Random fact, while I am not completely heartless, there are some things I just won't do, even if it's polite, simply because it makes no sense to do so.

For example, replying a tag on fb if I chat with that person. I can just say my response to them, right? no need for broadcasting my thoughts. Or, as I was recently told, inviting people even though you know they can't make it. I mean, courtesy is one thing, but it's just redundant. After all, it's like seeing a dead person, WITH the flatline in front of you, and saying "Hey, you okay?" right after the doctor calls in Time of Death.

Haha, dont worry, I'm not mad at anyone or anything. Just a little thought in my head.

It's just how I roll

Saturday, September 11, 2010

11/9/10 Part 2

Yeah, I'm awesome.
Open house was epic, played games and hung out with everyone. They generally liked the brownies, so I'm happy :)
Also, Chang was looking up SNSD on my laptop. IT'S OFFICIAL, he's fancrushing on Yoona. xP
Hmm, I'd have to say today was definitely a success

It's just how I roll

Friday, September 10, 2010

11/09/10

I just baked a batch of brownies :)
Yes, you can tell how nervous I am when I actually cook for guests.

It's Raya time, which should be a time for forgiveness, togetherness... and FOOD
Oh yes, lots and lots of food. However, I will not forget this year's mission.

nothing much to blog about today. Will be back later

It's just how I roll

Thursday, September 9, 2010

9/9/10

Been thinking alot.
If our lives were truly lived alone, I guess we'd be living monosyllable lives where you could count the seconds until something happened. It's the people that really make a difference in our lives.

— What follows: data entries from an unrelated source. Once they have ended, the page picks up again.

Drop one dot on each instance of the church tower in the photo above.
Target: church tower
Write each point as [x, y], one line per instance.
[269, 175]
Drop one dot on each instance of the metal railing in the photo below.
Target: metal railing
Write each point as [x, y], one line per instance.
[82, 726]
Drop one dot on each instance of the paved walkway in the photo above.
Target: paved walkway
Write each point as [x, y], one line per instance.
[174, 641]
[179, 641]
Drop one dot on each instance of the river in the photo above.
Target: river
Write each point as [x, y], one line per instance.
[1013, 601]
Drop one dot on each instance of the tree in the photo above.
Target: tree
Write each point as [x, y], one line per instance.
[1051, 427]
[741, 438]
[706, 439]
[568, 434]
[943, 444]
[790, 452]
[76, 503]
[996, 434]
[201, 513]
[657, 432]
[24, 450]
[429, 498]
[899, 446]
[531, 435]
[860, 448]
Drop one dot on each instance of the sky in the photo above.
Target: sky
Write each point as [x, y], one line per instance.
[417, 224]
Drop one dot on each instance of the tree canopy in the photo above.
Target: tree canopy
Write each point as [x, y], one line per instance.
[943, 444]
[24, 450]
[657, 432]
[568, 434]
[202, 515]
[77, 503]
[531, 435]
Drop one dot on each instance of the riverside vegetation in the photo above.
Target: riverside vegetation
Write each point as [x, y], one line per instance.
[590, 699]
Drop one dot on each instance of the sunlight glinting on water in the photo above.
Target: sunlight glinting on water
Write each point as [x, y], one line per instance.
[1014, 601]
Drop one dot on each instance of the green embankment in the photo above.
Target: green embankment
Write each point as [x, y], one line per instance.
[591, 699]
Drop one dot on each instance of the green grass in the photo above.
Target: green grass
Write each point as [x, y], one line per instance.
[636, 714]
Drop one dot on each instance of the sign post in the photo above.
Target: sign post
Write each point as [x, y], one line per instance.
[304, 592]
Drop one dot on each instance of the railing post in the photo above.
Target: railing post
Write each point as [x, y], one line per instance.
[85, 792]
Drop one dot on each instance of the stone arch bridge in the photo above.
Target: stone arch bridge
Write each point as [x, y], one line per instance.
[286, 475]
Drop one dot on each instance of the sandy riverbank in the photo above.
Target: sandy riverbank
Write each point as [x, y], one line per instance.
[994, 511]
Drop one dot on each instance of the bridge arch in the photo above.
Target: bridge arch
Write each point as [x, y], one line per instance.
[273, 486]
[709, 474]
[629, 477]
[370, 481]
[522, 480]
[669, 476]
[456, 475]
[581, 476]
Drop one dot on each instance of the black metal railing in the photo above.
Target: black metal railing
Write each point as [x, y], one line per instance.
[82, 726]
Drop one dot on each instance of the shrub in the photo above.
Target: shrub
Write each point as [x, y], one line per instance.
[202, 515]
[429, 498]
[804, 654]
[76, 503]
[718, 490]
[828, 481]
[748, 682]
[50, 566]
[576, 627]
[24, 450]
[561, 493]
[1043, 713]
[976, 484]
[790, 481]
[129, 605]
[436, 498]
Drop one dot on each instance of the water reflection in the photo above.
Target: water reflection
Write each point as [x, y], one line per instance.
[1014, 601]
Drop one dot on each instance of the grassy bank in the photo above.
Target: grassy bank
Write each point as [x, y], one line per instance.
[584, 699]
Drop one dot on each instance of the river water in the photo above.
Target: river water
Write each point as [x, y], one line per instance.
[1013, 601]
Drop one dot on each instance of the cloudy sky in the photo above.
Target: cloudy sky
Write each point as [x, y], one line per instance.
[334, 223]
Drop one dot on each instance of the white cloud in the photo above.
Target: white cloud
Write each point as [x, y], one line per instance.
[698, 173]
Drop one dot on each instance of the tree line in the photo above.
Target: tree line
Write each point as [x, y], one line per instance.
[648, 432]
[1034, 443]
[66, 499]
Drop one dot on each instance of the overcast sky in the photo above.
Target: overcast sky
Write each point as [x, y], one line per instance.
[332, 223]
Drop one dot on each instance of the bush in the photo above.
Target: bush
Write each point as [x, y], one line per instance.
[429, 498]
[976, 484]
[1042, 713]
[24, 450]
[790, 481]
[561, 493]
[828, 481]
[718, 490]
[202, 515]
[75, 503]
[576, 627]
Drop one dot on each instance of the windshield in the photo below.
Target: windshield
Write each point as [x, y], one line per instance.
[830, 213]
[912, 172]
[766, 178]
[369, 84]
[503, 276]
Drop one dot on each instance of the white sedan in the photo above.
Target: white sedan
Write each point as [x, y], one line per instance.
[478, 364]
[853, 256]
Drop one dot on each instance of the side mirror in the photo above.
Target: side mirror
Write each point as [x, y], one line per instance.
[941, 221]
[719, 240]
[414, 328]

How would I be, I wonder, had I not met the people I now surround myself with?

That's not quite the point of today's rant however.
The clock is ticking, everything around me is changing. Einstein's theory of relativity states that two objects traveling in opposite directions passing each other is the equivalent to one object traveling at twice its actual velocity, but the other one standing still.

With everyone moving, where do I go?

It's just how I roll

Tuesday, September 7, 2010

7/9/10


I am bored.
I need to start forcing myself to study. But I also want to finish the movie.
focus. at least for this week.

I've hung up the Vuvuzela of Glorious Victory. Now it's official that it's destiny is to celebrate the end of my SPM.

I've always liked the idea of having that one special person to call up and celebrate with. Oh well, I bet Edison liked the idea of finishing the lightbulb on a first try

It's just how I roll

Sunday, September 5, 2010

5/9/10

I'm confused as to your motives. You get rid of me whenever I'm around.
In fact, until everyone else turns you away, you don't even acknowledge my existence.
And now that I've got something else to do when you're doing all this, you want to get all upset about it. I wouldn't call yours magnificent, to say the least. But I don't go around telling to your face how much I hate him. Instead, I still agree to play third wheel on your dates.

It's okay if you don't like her, I can deal with it. You can say you don't like her, but it doesn't have to end every sentence.

It almost seems like I'm only a burden to you whenever I'm happy.

It's just how I roll

Wednesday, September 1, 2010

1/9/10

Awesome bday. Liek srsly.

This is my first post from my new Macbook, in all it's awesomeness. Also, I love you guys who all wished me :D

So yeah, I'm still walking on air. I. Am. Awesome.